E se non inizieremo questo percorso, sarà il muro stesso della realtà a scontrarsi con le nostre pie illusioni. 

Un argomento a latere sarebbe anche quello di premiare il tema della trasparenza in politica da parte di chi dovrebbe promuovere tali argomenti. Tra gli invitati a questo incontro abbiamo Silvio Lai (PD), ad ottobre condannato dalla Corte dei Conti per un uso del denaro dei contribuenti giudicato improprio. Cosa può dirci il sig. Lai in materia? O meglio, cosa può dire ai sardi su questo argomento? Inoltre, cosa può dirci sulla faccenda il promotore di questo incontro? Ritiene che non sia un argomento di rilievo ai fini della sua domanda?

3. Come far divenire il progetto/pensiero sulla Nazione Sarda un pensiero pienamente legittimo, condiviso e riconosciuto dalle istituzioni europee e italiane?

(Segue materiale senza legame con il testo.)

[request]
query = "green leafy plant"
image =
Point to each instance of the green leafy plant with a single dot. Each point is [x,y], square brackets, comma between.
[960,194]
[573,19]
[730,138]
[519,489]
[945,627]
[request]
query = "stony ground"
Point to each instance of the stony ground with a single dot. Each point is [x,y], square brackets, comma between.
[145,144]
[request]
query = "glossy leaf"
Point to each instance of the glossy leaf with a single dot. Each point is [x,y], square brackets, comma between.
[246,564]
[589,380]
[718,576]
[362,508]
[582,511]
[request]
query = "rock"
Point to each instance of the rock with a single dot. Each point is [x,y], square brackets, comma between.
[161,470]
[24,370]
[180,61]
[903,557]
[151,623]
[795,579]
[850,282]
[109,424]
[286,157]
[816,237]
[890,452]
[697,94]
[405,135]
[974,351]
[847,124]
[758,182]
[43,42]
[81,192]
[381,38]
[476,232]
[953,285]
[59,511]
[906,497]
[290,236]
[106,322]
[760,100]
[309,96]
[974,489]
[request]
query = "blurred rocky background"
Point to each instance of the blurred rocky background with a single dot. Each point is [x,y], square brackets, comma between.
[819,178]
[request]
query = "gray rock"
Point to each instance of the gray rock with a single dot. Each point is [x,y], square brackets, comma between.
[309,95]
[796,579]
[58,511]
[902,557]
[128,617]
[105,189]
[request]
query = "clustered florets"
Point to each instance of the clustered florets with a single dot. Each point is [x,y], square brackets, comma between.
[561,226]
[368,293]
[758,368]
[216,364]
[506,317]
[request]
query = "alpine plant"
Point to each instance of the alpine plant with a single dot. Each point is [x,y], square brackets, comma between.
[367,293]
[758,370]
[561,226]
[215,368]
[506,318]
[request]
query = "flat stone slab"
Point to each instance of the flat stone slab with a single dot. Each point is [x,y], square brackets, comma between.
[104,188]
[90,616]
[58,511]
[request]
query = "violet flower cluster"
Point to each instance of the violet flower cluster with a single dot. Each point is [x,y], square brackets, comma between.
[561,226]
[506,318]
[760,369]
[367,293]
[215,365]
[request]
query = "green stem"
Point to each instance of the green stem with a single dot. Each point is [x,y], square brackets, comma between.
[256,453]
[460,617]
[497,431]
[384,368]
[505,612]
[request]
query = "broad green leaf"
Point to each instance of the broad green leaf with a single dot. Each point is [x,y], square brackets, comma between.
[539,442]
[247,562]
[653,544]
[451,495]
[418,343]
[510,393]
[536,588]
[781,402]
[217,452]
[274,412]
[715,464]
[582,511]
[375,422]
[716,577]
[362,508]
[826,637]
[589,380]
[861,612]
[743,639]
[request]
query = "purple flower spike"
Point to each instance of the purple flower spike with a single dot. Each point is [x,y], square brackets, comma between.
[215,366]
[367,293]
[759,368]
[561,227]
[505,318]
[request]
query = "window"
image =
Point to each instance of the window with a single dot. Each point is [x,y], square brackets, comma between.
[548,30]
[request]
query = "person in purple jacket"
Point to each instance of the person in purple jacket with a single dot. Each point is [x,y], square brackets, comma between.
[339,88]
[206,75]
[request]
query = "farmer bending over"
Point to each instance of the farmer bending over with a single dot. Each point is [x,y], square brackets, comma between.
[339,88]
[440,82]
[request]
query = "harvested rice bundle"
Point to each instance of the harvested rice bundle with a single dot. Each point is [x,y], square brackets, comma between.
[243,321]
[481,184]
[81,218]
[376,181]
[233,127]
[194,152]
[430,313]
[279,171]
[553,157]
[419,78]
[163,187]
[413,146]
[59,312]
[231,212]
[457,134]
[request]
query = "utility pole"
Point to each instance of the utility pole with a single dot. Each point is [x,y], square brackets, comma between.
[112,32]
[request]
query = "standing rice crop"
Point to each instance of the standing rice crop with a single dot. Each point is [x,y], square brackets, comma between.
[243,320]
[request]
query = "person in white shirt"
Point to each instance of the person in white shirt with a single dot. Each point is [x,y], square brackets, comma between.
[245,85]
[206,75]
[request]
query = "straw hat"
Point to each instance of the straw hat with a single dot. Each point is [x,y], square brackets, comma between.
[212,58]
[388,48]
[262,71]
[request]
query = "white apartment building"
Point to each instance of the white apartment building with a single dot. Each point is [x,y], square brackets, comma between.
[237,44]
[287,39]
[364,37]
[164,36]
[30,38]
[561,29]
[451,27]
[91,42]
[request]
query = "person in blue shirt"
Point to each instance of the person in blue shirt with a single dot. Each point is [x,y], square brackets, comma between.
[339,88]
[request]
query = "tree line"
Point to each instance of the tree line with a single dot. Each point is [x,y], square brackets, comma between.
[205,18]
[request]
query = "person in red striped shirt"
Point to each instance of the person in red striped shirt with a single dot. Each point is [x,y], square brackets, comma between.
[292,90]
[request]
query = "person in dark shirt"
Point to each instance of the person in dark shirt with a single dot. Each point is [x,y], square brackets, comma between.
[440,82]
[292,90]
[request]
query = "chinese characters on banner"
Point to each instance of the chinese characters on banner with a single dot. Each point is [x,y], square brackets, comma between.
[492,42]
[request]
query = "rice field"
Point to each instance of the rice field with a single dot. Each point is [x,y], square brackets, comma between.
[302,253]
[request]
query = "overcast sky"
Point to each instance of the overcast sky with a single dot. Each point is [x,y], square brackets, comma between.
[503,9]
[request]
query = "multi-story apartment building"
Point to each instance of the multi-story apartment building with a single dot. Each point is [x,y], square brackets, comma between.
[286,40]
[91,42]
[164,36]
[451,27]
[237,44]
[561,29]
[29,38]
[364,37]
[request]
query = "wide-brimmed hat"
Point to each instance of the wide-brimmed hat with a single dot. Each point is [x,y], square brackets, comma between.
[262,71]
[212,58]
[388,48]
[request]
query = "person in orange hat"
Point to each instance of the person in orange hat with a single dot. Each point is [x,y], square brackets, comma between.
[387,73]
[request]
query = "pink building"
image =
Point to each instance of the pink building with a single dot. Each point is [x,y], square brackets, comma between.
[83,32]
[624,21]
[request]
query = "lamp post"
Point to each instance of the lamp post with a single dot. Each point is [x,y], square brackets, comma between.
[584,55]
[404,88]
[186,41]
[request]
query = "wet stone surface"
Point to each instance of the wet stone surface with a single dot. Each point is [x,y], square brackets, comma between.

A mio modesto avviso in due modi: il primo riguarda quanto appena detto, perché dobbiamo sostituire la politica del vittimismo e della questua permanente di denaro pubblico con la politica della responsabilità. Non vogliamo un volume maggiore di soldi pubblici, vogliamo più poteri affinché si diventi responsabili nella capacità di poter attirare investimenti sani, e nella capacità di spendere in misura più efficiente le entrate che da soli dovremmo poterci guadagnare. Il secondo riguarda il nostro diritto all’uso della madrelingua sarda, e in generale al plurilinguismo, per cui non esistono seri ostacoli normativi al riguardo, ma anzi, opportunità tutte da sviluppare. Se i partiti sardi sono i primi a non voler approfondire uno strumento di legittimazione politica interna e internazionale, non possono pretendere che siano terzi a farlo in nostra vece.

4. Come arrivare alle alleanze con altri partiti?

Non esiste un tutorial od una roadmap al riguardo. Per sviluppare alleanze politiche, come nella migliore tradizione sardista, è sufficiente affidarsi ad un programma sottoscritto da tutti i membri di una coalizione. Ma sfortunatamente Cagliari non è Berlino: nella nostra cultura politica, consociativa e assistenziale, i programmi politici sono pura retorica. Propaganda elettorale puntualmente smentita nel momento in cui si avvia una nuova legislatura, a volte con serie motivazioni (tra cui gli insostenibili costi delle promesse elettorali), altre volte senza alcuna valida motivazione (non vi è reale intenzione di portare avanti determinati argomenti, considerati più un fastidio alla tenuta del potere che utili ad un tranquillo decorso della legislatura). A questo riguardo un recente paper di Murtinu (Utrecht University), Piccirilli e Sacchi, ha evidenziato il nesso tra l’ignoranza degli elettori e l’inadeguatezza delle politiche messe in campo dagli amministratori (“Rational inattention and politics: how parties use fiscal policies to manipulate voters”, Springer 2021). 

Come sviluppare una credibile piattaforma politica? Forse rispolverando l’idea delle primarie. Non risolverebbe tutti i problemi, ma potrebbe limitare l’ultradecennale presenza di politici abituati a perdere tempo in retorica.

5. Come attrarre il voto dei liberal che hanno votato a destra?

Questo mi pare l’ultimo dei problemi. Sia perché una piattaforma riformista non può essere ascritta in termini semplicistici alla destra o alla sinistra, nei termini in cui vengono declinate in Italia; sia perché se si organizza un incontro e si invitano principalmente dei dipendenti pubblici e dei sindacalisti come a Tramatza, ma non esponenti del mondo delle imprese, allora si dimostra che non si sono veramente comprese le istanze del mondo liberale, peraltro scarsamente diffuso. Soprattutto alcuni degli argomenti trattati nel corso di queste risposte.